@setht2 Thanks for posting, quick question, was your PS session opened as an Admin by any chance?(right click on PS then run as Admin)

I tried both as Administrator and my account, with the same results.

I may have found a work-around that does not use CMDKEY but instead uses New-PSDrive, but the drive is not showing in File Explorer, even with -Persist.

Thanks for the info, I will assigned it to the author to check on the commands again.

Thanks, Adam. For what it's worth, the issue with persistence was related to the script to mount the file share being executed in PowerShell by a user different than the user attempting to access the share.

My original issue, with "Credentials cannot be saved from this logon session", persists, but I have found a work-around.

This definitely is not working (repeated error: "CMDKEY: Credentials cannot be saved from this logon session."), even with running PowerShell as admin, and we need to have the file share persisted between reboots for the user. Any help would be appreciated.

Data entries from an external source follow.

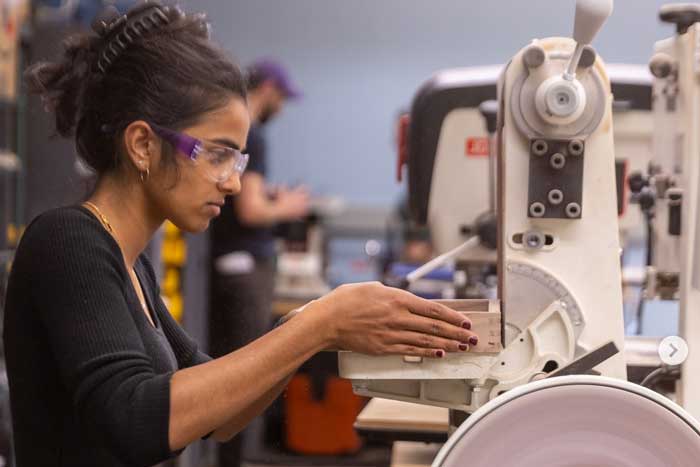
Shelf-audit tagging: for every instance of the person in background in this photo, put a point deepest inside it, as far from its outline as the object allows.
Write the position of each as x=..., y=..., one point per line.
x=242, y=240
x=100, y=373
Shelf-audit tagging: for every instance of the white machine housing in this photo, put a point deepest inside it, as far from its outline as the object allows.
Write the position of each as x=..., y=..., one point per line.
x=557, y=305
x=456, y=157
x=678, y=149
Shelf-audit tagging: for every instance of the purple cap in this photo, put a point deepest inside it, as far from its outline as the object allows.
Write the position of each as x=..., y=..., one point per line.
x=273, y=70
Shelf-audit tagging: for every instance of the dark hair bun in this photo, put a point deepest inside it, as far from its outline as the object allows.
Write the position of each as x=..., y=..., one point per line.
x=154, y=63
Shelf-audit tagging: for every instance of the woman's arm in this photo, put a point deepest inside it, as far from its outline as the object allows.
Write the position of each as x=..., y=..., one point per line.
x=221, y=396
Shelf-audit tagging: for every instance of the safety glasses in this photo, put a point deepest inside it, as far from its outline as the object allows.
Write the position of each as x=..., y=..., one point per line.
x=219, y=162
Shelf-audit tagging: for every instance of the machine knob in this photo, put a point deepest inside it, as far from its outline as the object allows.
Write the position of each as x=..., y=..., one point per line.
x=662, y=65
x=683, y=15
x=489, y=110
x=636, y=181
x=647, y=200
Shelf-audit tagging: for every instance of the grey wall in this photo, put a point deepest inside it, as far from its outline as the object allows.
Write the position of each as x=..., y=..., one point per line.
x=360, y=61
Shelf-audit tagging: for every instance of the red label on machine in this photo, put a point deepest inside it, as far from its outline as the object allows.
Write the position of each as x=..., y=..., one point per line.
x=477, y=147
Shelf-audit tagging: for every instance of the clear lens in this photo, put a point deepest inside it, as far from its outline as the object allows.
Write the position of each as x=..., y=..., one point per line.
x=221, y=163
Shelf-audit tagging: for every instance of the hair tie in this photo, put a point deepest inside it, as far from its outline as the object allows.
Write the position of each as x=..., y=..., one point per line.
x=120, y=31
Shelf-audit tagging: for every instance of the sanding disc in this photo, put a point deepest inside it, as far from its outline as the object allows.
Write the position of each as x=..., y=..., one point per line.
x=575, y=421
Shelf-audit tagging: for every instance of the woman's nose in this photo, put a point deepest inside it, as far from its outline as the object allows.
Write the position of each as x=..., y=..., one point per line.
x=232, y=185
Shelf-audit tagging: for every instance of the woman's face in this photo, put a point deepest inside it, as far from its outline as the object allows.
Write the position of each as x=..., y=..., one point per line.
x=190, y=198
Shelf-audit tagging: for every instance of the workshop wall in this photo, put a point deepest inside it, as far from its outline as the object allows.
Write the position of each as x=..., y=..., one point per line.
x=360, y=61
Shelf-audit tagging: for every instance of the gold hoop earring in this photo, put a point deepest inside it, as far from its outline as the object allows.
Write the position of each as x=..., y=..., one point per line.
x=148, y=174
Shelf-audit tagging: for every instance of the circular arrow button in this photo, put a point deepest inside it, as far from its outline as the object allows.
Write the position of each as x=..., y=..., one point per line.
x=673, y=350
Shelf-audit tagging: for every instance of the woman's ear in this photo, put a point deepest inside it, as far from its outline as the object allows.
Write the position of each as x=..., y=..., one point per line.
x=142, y=145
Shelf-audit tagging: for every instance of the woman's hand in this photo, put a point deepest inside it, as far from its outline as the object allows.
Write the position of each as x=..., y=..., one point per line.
x=373, y=319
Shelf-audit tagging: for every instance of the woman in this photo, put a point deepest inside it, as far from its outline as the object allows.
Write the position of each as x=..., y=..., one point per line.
x=99, y=372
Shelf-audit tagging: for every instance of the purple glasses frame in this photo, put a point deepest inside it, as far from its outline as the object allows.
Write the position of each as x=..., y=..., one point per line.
x=192, y=147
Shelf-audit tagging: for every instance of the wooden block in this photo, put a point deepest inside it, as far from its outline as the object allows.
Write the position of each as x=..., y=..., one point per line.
x=412, y=454
x=390, y=415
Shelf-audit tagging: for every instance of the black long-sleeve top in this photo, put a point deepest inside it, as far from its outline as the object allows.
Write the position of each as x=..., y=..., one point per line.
x=89, y=375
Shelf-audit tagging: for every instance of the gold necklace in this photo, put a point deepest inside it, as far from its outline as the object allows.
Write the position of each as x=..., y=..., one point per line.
x=101, y=216
x=110, y=229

$resourceGroupName = "rmname"
$storageAccountName = "strgname"

$storageAccount = Get-AzStorageAccount -ResourceGroupName $resourceGroupName -Name $storageAccountName
$storageAccountKeys = Get-AzStorageAccountKey -ResourceGroupName $resourceGroupName -Name $storageAccountName

Invoke-Expression -Command "cmdkey /add:$([System.Uri]::new($storageAccount.Context.FileEndPoint).Host) /user:AZURE\$($storageAccount.StorageAccountName) /pass:$($storageAccountKeys[0].Value)"

Hi folks,

There are a few issues here that make it somewhat of a pain to work with mounting on Windows:

1. When logged in via a remote session (such as via PowerShell remoting or other command line remoting BUT not remote desktop), cmdkey will report the Credentials cannot be saved from this logon session issue. This is by [bad] design behavior in Windows. We've explored getting it changed/improved in a future version of Windows, but right now I have nothing to report.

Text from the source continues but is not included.